Vegetal concrete is made from refused plant matter such as hemp stalks, straw, corn stalks and so on. Obviously, when this plant matter was still a part of a plant that was rooted and irrigated, the plant absorbed CO2 from the air and converted it to long-chain phytocompounds such as cellulose, pectin and so on, with the energy offered by sunlight. In fact, for every 1g of carbon fixated in a plant 3.66g of carbon dioxide is absorbed from the air. As an example, it is found that roughly 43.4% of the mass of a rice plant is carbon. This means that in every 1kg of rice straw, there is 434g of carbon which is a result of the plant absorbing 1.6kg of carbon dioxide from the air.

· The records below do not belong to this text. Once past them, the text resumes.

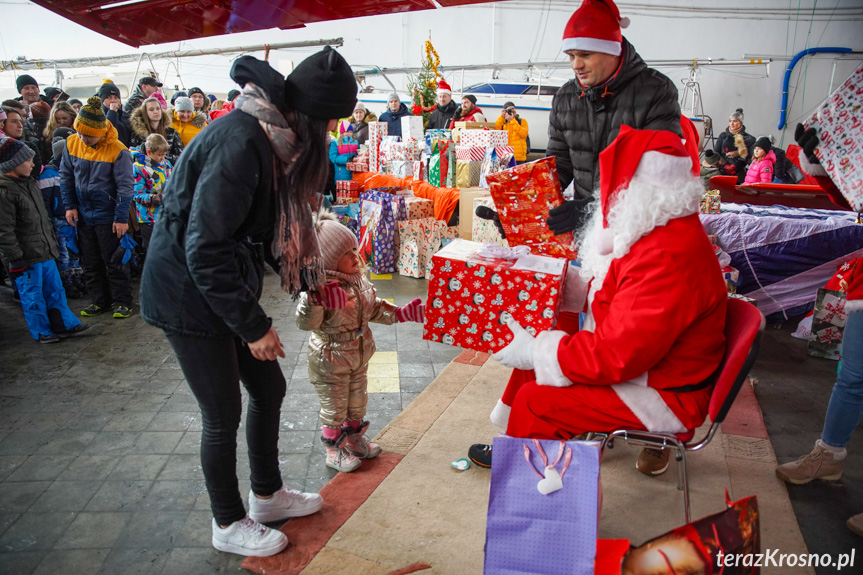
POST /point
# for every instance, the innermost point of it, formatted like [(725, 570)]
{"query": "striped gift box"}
[(347, 185), (469, 153), (504, 151), (345, 197)]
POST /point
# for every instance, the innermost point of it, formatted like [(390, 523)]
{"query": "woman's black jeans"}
[(213, 369)]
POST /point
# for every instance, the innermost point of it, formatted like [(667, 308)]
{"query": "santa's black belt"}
[(693, 387)]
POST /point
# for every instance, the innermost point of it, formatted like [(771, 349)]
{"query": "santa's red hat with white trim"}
[(443, 87), (655, 157), (595, 27)]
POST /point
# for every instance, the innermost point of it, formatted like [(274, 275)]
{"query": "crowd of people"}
[(241, 176), (102, 188)]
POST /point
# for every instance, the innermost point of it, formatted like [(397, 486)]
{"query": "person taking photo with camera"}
[(517, 128)]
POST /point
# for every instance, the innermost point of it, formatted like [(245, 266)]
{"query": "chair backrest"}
[(744, 325)]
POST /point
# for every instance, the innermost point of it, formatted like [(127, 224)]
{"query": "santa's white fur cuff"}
[(545, 362)]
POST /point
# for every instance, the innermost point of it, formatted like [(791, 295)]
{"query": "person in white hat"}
[(612, 87), (647, 348)]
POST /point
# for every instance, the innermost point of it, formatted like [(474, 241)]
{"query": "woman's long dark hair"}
[(309, 172)]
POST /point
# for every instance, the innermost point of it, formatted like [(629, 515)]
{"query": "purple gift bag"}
[(542, 508), (378, 232)]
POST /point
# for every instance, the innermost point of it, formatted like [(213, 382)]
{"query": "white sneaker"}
[(283, 504), (341, 459), (248, 537)]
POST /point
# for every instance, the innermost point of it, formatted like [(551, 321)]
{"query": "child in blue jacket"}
[(151, 171), (49, 183), (343, 151)]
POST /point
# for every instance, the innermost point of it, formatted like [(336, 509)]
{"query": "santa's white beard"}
[(637, 210)]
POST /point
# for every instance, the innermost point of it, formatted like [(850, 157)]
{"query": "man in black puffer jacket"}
[(612, 87)]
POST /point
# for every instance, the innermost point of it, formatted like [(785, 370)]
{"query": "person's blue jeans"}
[(63, 258), (846, 401), (41, 289)]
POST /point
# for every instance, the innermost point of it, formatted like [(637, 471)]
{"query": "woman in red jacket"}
[(761, 169)]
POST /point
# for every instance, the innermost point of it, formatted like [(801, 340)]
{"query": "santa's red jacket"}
[(655, 329)]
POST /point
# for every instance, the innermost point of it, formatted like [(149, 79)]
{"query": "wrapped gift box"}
[(419, 172), (467, 174), (418, 242), (495, 160), (743, 298), (484, 138), (710, 202), (390, 149), (484, 231), (412, 127), (469, 153), (472, 295), (474, 125), (357, 166), (377, 132), (432, 136), (402, 169), (348, 185), (828, 324), (416, 246), (731, 275), (523, 196), (417, 208), (840, 137), (346, 197)]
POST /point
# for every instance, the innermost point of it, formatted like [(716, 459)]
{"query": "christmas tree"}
[(423, 85)]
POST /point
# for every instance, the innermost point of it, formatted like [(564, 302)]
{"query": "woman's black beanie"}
[(322, 86)]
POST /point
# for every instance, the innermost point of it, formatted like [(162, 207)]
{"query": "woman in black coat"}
[(734, 147), (250, 176)]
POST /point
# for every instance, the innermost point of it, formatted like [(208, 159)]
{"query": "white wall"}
[(518, 31)]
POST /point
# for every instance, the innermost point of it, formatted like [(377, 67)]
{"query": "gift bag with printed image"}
[(542, 507)]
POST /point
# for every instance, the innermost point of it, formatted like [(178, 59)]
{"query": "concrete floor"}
[(99, 435), (99, 438), (793, 392)]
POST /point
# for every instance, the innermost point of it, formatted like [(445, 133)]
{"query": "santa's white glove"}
[(519, 352)]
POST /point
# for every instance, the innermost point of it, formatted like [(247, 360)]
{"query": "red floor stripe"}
[(471, 357), (308, 535), (744, 418)]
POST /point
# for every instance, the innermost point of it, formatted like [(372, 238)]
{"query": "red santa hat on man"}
[(443, 87), (595, 27), (654, 157)]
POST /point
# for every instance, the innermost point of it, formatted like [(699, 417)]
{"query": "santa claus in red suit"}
[(655, 301)]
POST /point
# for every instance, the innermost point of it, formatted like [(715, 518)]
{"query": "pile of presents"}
[(461, 157)]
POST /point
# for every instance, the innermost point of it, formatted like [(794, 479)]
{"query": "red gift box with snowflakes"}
[(524, 195), (475, 289)]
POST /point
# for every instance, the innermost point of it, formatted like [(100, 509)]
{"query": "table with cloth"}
[(784, 254)]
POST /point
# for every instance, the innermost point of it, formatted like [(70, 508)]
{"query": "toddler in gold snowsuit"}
[(341, 345)]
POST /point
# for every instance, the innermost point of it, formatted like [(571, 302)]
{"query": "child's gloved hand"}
[(16, 268), (331, 296), (808, 141), (569, 216), (71, 237), (519, 352), (414, 311)]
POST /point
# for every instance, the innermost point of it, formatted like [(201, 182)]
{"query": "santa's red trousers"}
[(544, 412)]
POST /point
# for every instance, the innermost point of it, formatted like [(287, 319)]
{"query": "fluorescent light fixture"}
[(118, 4)]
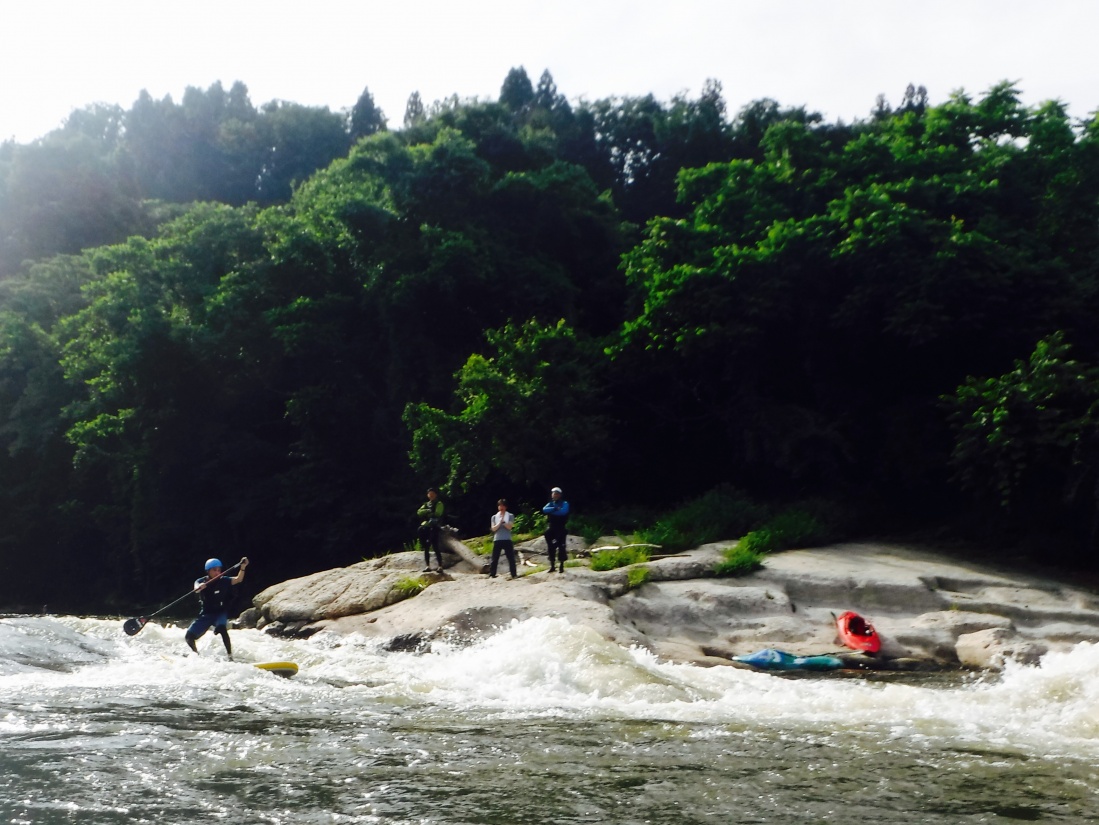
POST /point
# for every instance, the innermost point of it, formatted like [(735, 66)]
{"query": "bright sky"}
[(834, 56)]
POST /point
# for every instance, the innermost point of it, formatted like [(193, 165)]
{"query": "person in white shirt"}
[(502, 523)]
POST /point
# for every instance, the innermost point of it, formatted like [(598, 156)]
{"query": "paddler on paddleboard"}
[(215, 592)]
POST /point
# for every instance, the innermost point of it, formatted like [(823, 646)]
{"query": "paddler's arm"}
[(240, 577)]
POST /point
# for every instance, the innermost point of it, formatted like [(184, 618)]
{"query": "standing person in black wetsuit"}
[(215, 592), (431, 512), (556, 533)]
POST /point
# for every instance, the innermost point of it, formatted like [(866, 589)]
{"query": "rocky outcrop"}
[(929, 609)]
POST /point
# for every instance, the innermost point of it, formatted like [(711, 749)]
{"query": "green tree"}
[(365, 118), (517, 92), (529, 411)]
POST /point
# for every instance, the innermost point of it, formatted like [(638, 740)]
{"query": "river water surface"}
[(543, 723)]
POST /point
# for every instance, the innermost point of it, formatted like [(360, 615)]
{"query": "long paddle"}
[(132, 626)]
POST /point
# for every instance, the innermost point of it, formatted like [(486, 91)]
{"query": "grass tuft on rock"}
[(410, 586), (739, 560), (637, 576), (619, 557)]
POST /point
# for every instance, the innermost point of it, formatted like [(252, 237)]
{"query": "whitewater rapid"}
[(89, 714)]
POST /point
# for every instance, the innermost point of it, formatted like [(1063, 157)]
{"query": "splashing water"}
[(542, 722)]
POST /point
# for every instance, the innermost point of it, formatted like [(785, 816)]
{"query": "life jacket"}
[(218, 595)]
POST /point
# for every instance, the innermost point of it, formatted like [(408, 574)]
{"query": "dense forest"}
[(229, 330)]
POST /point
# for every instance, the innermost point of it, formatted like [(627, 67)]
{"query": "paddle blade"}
[(133, 626)]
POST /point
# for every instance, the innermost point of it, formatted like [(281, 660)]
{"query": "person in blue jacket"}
[(215, 592), (556, 533)]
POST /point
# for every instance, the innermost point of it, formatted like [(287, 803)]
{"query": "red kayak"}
[(856, 633)]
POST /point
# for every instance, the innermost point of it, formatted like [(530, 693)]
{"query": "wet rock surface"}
[(930, 610)]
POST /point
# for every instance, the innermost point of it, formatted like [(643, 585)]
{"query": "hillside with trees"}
[(228, 330)]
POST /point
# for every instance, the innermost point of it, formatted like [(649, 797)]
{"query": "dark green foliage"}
[(636, 300), (740, 559), (619, 557), (718, 514)]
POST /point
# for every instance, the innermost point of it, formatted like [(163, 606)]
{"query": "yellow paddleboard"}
[(281, 668)]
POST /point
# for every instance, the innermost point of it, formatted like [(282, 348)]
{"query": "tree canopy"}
[(226, 329)]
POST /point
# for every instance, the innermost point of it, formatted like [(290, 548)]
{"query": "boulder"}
[(929, 609), (992, 647)]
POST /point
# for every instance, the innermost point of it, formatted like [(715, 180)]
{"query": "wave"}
[(547, 667)]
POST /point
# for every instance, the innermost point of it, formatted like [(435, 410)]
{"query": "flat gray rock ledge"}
[(932, 611)]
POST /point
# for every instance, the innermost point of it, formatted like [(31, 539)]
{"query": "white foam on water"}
[(548, 667)]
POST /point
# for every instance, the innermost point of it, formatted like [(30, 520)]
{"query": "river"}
[(544, 722)]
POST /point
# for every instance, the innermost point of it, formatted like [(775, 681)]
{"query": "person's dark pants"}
[(429, 538), (200, 625), (555, 546), (509, 549)]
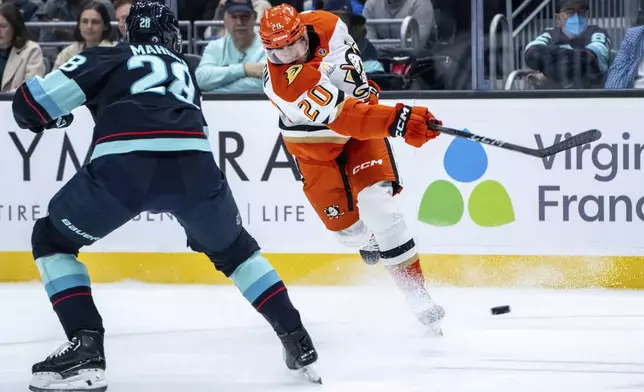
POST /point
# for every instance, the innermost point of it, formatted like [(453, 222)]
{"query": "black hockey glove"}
[(60, 122)]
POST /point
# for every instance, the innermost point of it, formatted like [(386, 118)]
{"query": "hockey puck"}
[(500, 309)]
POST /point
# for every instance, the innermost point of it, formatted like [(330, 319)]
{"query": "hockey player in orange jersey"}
[(332, 123)]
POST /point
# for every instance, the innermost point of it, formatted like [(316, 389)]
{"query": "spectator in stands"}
[(572, 55), (356, 24), (236, 61), (62, 11), (20, 58), (258, 5), (122, 10), (627, 71), (93, 29), (27, 7), (421, 10)]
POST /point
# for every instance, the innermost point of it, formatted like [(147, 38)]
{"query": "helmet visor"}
[(288, 54)]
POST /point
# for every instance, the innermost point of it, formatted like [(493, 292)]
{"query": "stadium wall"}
[(481, 216)]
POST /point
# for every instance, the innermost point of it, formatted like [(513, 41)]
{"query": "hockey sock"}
[(408, 276), (68, 287), (263, 288)]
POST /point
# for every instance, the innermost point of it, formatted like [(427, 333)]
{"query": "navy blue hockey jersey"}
[(143, 98)]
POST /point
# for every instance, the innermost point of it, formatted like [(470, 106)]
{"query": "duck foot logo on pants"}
[(489, 204)]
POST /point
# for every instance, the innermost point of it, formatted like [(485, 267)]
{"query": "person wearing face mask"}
[(236, 61), (575, 54)]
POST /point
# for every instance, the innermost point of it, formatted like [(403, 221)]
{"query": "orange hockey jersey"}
[(309, 96)]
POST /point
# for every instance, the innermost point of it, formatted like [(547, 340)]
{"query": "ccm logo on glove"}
[(401, 123), (366, 165)]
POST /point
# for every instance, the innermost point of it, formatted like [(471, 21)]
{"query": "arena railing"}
[(409, 32), (72, 25)]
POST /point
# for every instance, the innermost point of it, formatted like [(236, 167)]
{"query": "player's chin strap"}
[(61, 122), (577, 140)]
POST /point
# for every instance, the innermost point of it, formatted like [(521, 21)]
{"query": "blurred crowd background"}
[(404, 44)]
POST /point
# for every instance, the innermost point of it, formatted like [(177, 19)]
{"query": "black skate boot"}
[(78, 365), (370, 252), (300, 355)]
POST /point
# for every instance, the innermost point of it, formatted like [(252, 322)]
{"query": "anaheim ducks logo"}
[(292, 72), (356, 74), (333, 212)]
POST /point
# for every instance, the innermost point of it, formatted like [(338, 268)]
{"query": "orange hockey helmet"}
[(283, 34)]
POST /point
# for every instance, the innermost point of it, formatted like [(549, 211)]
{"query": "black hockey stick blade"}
[(567, 144)]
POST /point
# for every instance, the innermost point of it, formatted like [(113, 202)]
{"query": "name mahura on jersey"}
[(153, 49)]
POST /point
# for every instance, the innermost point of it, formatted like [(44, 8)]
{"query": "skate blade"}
[(435, 329), (310, 373), (86, 380)]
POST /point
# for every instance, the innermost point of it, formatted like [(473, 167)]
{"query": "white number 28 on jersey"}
[(182, 87)]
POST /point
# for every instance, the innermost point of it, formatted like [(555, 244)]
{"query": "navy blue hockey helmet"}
[(152, 22)]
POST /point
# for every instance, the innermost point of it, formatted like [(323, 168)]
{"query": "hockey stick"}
[(567, 144)]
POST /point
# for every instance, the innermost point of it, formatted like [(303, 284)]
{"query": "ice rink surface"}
[(168, 338)]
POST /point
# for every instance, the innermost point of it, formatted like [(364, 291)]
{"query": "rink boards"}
[(480, 215)]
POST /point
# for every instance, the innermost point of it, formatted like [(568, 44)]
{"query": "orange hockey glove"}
[(410, 123), (363, 121)]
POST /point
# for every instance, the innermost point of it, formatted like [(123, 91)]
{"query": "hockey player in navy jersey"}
[(150, 153)]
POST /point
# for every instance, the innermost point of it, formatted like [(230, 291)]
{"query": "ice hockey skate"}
[(370, 252), (300, 355), (78, 365), (428, 312)]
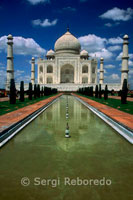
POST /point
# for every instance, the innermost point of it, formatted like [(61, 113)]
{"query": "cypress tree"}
[(35, 91), (38, 91), (12, 92), (106, 92), (42, 92), (96, 91), (100, 92), (30, 91), (91, 91), (22, 91), (124, 92)]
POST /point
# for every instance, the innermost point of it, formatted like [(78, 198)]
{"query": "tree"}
[(42, 92), (106, 92), (38, 90), (124, 92), (35, 91), (30, 91), (91, 91), (100, 92), (22, 91), (96, 91), (12, 92)]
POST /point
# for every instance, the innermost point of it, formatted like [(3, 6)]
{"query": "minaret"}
[(125, 57), (101, 79), (10, 66), (33, 70)]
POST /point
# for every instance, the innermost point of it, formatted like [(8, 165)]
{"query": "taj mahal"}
[(67, 67)]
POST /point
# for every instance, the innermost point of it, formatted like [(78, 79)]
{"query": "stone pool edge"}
[(10, 132), (121, 129)]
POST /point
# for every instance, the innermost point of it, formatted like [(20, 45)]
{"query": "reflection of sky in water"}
[(94, 150)]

Clearly then, vegetal concrete is the way to go given how it offers the same, if not better, strength, durability and insulation as typical concrete. However, the challenge isn’t just with processing the vegetal matter, but also with creating a binder that leaves a very low carbon footprint. That is because vegetal concretes are made of two components: vegetal matter and a mineral binder. The vegetal matter is chemically bonded with the mineral binder before it is decomposed, causing the fixated carbon to be locked away in a mineral matrix which the binder creates.
The carbon negative nature of vegetal concrete is largely a result of the vegetal matter. However, typical binders such as hydrated lime, hydraulic lime and lime pozzolana blends, are all detrimental to the environment. So there is a need to not only repurpose vegetal matter, but also create a mineral binder that has a very low carbon footprint. That way, the carbon-negative impact of the vegetal concrete is maximised.
That’s where GreenJams comes in
GreenJams have created a patented vegetal concrete called Agrocrete®, which is not only comprised of discarded plant matter that would otherwise be burnt, but also uses a revolutionary mineral binder called BINDR™, which is made from by-products of steel manufacturing such as non-toxic slag. BINDR™ only has 0.1kg CO2/kg of embodied carbon, which is 5 to 8 times lesser than the embodied carbon of lime and cement. Crucially, GreenJams makes vegetal concrete the obvious choice for residential, commercial and industrial use because Agrocrete is just as strong as traditional concrete while being carbon negative.
Through a patented manufacturing process, BINDR™ is combined with crop residues and as a result, the carbon-negative construction material, Agrocrete® is created.
The manufacturing process that GreenJams employs is a low-energy, low-resource process which can easily be plugged into renewable energy sources. Currently the company uses no fuels or energy other than electricity from the public power grid. Moreover, the water consumed in the treatment of the raw materials can be re-used for agriculture since it is rich with nutrients.
Building a better tomorrow
Considering that nearly 90% of the buildings and infrastructure needed by 2030 haven’t been constructed yet, the world needs more solutions like Agrocrete®. While there is always going to be more solutions to be created and more industries to revolutionise, it is worth pausing to take stock of the environmental impact we could make by adopting greener, more sustainable practices that don’t take anything from the environment, but give back to it.